# Return of POTM and Challenge Contests!!



## sm4him (Aug 3, 2015)

Okay, folks, we are trying to get the TPF Photo of the Month contest and the TPF Challenge contests back on track.

To that end:
There is now a nomination thread for this month for POTM, here (thanks Runnah!)

There is ALSO a voting thread for the JUNE POTM nominations, here (thanks again, Runnah!).
Unfortunately, we never had a July nomination thread, so we'll have to just skip that month.

However, we did have nomination threads for April and May, and I will post voting threads for those so that we can get caught up. I plan to do one voting thread a week until we are current.

I hope everyone will help make these contests a success again, by participating in both the nominating and the voting process!! 

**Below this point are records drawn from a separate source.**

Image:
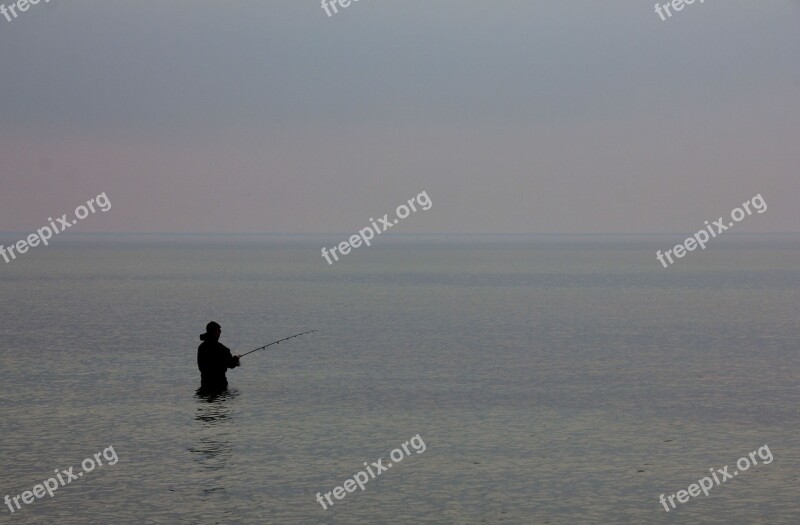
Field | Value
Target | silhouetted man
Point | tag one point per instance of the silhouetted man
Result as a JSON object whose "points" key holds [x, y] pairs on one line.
{"points": [[214, 359]]}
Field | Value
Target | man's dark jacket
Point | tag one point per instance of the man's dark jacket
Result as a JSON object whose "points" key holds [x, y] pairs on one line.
{"points": [[213, 360]]}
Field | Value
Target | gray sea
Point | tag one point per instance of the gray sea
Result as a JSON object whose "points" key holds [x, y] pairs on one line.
{"points": [[552, 379]]}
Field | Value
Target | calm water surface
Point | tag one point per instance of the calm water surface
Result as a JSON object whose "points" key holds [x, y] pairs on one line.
{"points": [[553, 380]]}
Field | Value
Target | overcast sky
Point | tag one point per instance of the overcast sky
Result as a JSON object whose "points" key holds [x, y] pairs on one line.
{"points": [[516, 116]]}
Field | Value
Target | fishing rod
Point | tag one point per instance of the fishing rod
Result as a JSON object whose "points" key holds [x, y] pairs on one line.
{"points": [[278, 341]]}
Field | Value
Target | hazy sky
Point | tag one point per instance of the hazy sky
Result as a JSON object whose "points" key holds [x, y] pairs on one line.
{"points": [[516, 116]]}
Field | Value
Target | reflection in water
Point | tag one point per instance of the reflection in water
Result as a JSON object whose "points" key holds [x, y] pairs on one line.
{"points": [[214, 415]]}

I will also be posting an August Photo Challenge thread tonight (lest you've forgotten, that one is one where you are given a theme and you take a picture with the theme in mind and submit it. You'll have until the end of the month for get submissions in).


----------



## tirediron (Aug 3, 2015)

Sharon, thanks very much for taking this on.  It's not a small task by any means and requires a great deal of volunteer time.  People like you stepping up to help out is what makes TPF such a great community!


----------



## terri (Aug 5, 2015)

Sharon's the bomb!


----------